Early uses were for biopsy, removal of thoracic disc herniations
and releasing or mobilizing the anterior spine for scoliosis
and kyphosis. The applications rapidly expanded to many
aspects of spinal surgery.
Instrument Availability
Unfortunately just the existence
of the endoscope does not automatically allow the spine
surgeon to perform surgery endoscopically. First, the surgeon
must first recognize if the surgery can be performed without
a formal incision. Currently only a small number of spinal
surgeries can be performed utilizing an endoscopic approach.
Once deciding to perform the surgery endoscopically, the
surgeon must determine if all of the instruments and implants
(screws, rods, and cages) are available to perform the surgery.
You may ask, if the surgery is now being performed with
a formal incision, are not all of the tools and implants
needed to perform the surgery already available?

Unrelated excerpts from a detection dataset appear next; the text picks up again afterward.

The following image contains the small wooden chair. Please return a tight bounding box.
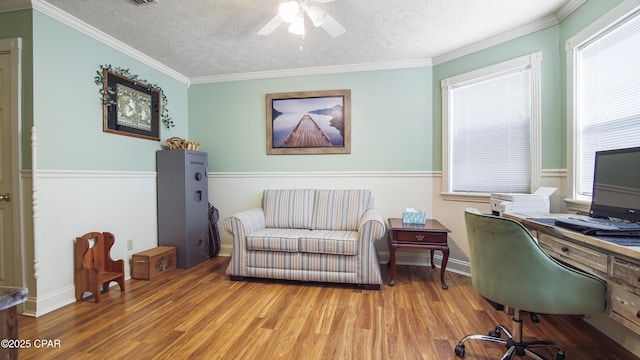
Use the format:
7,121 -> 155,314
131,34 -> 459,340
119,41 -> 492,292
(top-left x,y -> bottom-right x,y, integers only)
74,232 -> 124,303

The answer to this is unfortunately no. Instruments
used for endoscopic surgery differ from the instruments
used to perform surgery through a formal incision.
Endoscopic
Instruments
When a surgery is performed
with a large incision the dissection leads the surgeon directly
to the spine. The approach enables the surgeon to touch
the spine and manipulate the spine manually as is often
necessary. Instruments for performing open surgery are traditionally
made short allowing the surgeon better control and tactile
feel. The implants and the tools used to insert the implants
are often very large and bulky, because the incision size
allows a large access.

Figures
4 & 5: Endoscopic Instrumentation

In developing the endoscopic
approach for spinal surgery, the first task was to develop
longer streamlined instruments. New and different instruments
needed to be developed to perform tasks that were normally
done with the surgeon’s hands on the spine, but now must
be performed at a significant distance from the spine. As
these instruments were developed basic procedures could
now be performed endoscopically. As the technique progressed
the desire to instrument the spine became the next step.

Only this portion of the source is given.